According to Sunnova, this would reduce consumers’ electricity bills by up to $60 per month for a typical California home, based on the state’s average electricity price in June. The recent rise in interest rates is a testament to the superiority of Sunnova’s approach, Mr Berger said.

“People aren’t just going to get bigger and bigger electric bills every quarter,” he said. “The politics of it will demand changes.”

Still, energy pundits said the odds were stacked against Sunnova.

The utility industry and its regulators, including the California Utilities Commission, have a vested interest in preserving the status quo. The companies tend to be much larger and more politically influential than rooftop solar installers like Sunnova or Sunrun, the largest rooftop solar company in the country.

Bernard McNamee is a former member of the Federal Energy Regulatory Commission, which regulates transmission lines, gas pipelines and other parts of the energy industry. He said the traditional regulated utility monopoly model may seem antiquated but has ensured that everyone, regardless of income, has access to a universally reliable power grid.

“What we need to ensure is that the system is designed to provide every customer with a reliable and affordable electricity service,” said Mr. McNamee, a partner at McGuireWoods, a law firm. “People throw things like competition and markets around.
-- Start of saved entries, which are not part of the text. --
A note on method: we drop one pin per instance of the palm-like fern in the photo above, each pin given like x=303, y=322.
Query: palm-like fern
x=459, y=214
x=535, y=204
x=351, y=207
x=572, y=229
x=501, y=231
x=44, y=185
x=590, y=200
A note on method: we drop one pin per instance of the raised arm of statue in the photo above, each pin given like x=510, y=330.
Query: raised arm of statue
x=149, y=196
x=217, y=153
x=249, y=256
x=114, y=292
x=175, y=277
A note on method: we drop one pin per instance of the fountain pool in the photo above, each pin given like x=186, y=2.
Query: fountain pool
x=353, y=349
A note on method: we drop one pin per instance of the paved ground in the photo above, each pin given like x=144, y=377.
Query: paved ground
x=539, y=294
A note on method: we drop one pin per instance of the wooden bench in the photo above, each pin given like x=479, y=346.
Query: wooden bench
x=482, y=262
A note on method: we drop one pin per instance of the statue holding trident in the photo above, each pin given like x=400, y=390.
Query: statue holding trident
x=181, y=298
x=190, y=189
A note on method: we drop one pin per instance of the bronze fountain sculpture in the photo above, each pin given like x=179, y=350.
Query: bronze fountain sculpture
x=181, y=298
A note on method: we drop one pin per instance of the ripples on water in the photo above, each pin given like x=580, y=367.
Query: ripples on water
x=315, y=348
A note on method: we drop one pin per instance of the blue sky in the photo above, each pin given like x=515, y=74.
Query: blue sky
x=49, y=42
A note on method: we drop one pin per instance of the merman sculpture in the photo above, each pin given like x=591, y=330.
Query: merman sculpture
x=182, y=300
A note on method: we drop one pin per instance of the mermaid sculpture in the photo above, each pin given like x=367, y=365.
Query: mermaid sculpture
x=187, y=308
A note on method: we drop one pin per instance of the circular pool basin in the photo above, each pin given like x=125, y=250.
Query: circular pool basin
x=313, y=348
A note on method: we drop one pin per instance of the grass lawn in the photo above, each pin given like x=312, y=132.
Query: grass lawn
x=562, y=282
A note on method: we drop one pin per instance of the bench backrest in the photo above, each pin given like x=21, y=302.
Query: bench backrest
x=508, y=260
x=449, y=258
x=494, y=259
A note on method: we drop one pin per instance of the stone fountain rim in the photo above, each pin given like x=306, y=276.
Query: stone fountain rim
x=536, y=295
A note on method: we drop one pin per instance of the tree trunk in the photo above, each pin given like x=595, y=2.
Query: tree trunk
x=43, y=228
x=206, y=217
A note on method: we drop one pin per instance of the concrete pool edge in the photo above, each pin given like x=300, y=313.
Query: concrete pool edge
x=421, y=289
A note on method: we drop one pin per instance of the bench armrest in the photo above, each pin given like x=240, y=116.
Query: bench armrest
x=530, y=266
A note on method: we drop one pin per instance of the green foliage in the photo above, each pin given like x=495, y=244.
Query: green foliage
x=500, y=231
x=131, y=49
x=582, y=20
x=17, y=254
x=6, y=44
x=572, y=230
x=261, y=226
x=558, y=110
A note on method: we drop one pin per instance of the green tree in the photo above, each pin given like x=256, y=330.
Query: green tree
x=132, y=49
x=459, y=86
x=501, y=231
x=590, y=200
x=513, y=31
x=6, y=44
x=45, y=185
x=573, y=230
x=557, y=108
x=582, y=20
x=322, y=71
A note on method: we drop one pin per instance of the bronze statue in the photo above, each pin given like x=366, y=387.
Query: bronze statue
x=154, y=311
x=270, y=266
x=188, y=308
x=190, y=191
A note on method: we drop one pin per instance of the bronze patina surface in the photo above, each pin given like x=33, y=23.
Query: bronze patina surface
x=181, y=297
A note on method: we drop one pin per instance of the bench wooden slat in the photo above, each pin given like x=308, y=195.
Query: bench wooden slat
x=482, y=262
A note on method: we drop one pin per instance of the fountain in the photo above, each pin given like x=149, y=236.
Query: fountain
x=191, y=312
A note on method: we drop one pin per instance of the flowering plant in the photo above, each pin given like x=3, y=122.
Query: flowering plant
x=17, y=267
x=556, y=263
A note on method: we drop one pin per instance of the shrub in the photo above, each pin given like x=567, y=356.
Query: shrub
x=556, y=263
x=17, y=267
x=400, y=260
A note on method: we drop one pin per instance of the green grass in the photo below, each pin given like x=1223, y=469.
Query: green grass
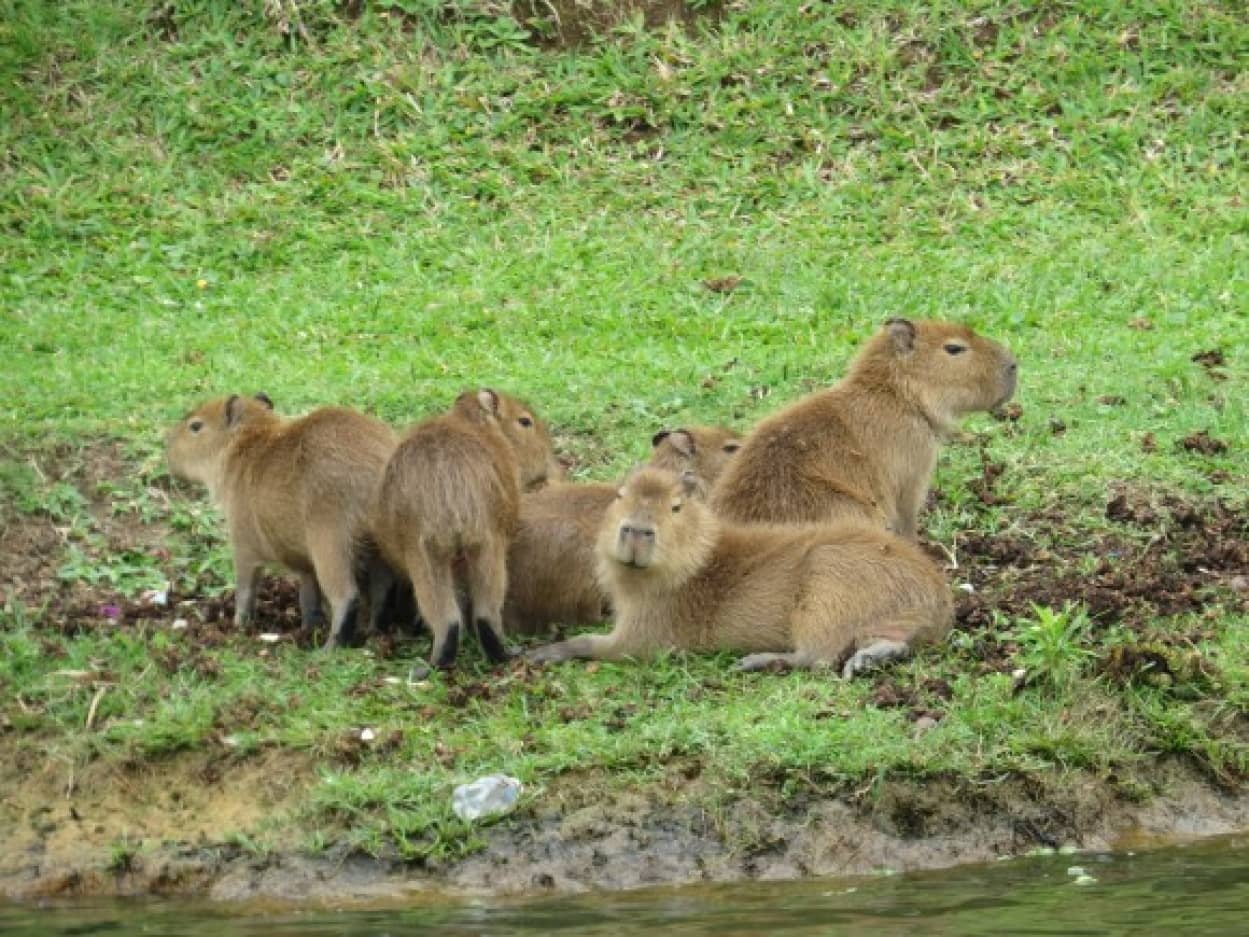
x=384, y=211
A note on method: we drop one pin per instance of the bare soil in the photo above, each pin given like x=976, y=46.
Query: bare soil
x=153, y=830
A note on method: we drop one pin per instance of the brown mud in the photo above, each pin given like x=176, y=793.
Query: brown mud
x=153, y=830
x=1157, y=564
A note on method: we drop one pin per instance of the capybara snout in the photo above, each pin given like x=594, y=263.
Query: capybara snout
x=635, y=544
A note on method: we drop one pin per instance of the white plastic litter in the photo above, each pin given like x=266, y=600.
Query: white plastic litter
x=487, y=796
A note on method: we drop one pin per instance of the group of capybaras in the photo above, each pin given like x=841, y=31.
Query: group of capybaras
x=794, y=544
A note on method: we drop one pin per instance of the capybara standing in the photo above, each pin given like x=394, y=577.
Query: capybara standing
x=295, y=492
x=551, y=564
x=848, y=595
x=449, y=504
x=867, y=446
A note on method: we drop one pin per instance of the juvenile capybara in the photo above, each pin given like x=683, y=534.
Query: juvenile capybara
x=295, y=492
x=449, y=506
x=867, y=446
x=848, y=595
x=551, y=564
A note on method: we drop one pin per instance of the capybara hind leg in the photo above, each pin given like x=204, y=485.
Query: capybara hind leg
x=246, y=580
x=487, y=586
x=381, y=587
x=601, y=647
x=310, y=602
x=434, y=589
x=874, y=655
x=334, y=571
x=794, y=660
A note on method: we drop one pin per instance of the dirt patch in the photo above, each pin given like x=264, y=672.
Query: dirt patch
x=1164, y=556
x=94, y=827
x=157, y=831
x=1203, y=444
x=572, y=23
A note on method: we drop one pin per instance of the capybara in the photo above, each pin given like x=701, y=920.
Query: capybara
x=848, y=595
x=867, y=446
x=295, y=492
x=551, y=564
x=449, y=506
All of these things are complicated.”

However, Mr McNamee acknowledged that regulators would have to figure out how to deal with popular new technologies such as residential solar and battery systems, which could allow some homes or neighborhoods to generate enough electricity to function without the bulk having to draw electricity from the grid saves time.

“Regulators are struggling to integrate these new technologies,” said Mr. McNamee. “It’s something we have to work through as a country, as states.”

Electric utilities have been urging regulators to reduce the compensation homeowners receive for the excess solar power that their rooftop systems feed into the grid. The companies have argued that customers with solar panels are being offered generous credit for electricity that they are not adequately contributing to the cost of maintaining power lines and other network equipment.

The California Utilities Commission is expected to soon release a proposal for solar compensation on rooftops, after scrapping an earlier proposal that many roofing companies and homeowners criticized as being too cheap for utilities.

Rooftop solar companies, which have grown rapidly in recent years, face their own challenges, particularly how to become consistently profitable. Many of them rely on the tax breaks that the federal government offers to encourage the use of renewable energy. The Anti-Inflation Act that President Biden recently signed into law has expanded and expanded these credits.

Building and operating microgrids could provide a steady stream of revenue for companies like Sunnova. That could essentially transform rooftop solar companies into the kind of utilities they have long struggled against.